Он увидел наклонившегося Крючкова. У того оказалось заросшее рыжей щетиной лицо и веселые, глупые глаза.

— Пей, упокойник, — шутливо сказал он, поднимая ему голову и поднося к губам граненый стакан с водой.

— Мы где? — спросил он, как только оторвался от стакана.

— Тебе же, чудак-человек, было говорено, в больнице.

— В Склифе?

— В чем? — не понял Крючков.

— Какая это больница?

— Наша, Осташковская.

Он попытался понять, что значит «Осташковская», не смог и уточнил. — Может, Останкинская?

— Не, — сказал Крючков, — Останкино в Москве, а у нас Осташково.

— А это где?

— Как это где, в Осташкове, — удивленно, ответил тот.

— А Осташкове где?

— Это наш поселок и больница поселковая, — вмешался в разговор сосед с дребезжащим голосом.
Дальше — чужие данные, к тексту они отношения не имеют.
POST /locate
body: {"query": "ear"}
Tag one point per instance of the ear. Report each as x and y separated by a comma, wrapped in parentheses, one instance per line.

— А как я сюда попал? — все-таки повернув он голову, чтобы, наконец, увидеть доброхотного человека, спросил он.

Сосед оказался очень пожилым человеком с бледным, интеллигентным лицом. На его голове красовалась толстая марлевая повязка, намотанная вроде индийского тюрбана.

— Я слышал, вас подобрали где-то возле шоссе, в тяжелом состоянии. Доктор буквально вытянул вас с того света. Вы что, совсем ничего не помните?

— Нет.

— Ничего страшного, придете в себя, вспомните. А пока давайте знакомиться, меня как и Пушкина зовут, Александром Сергеевичем.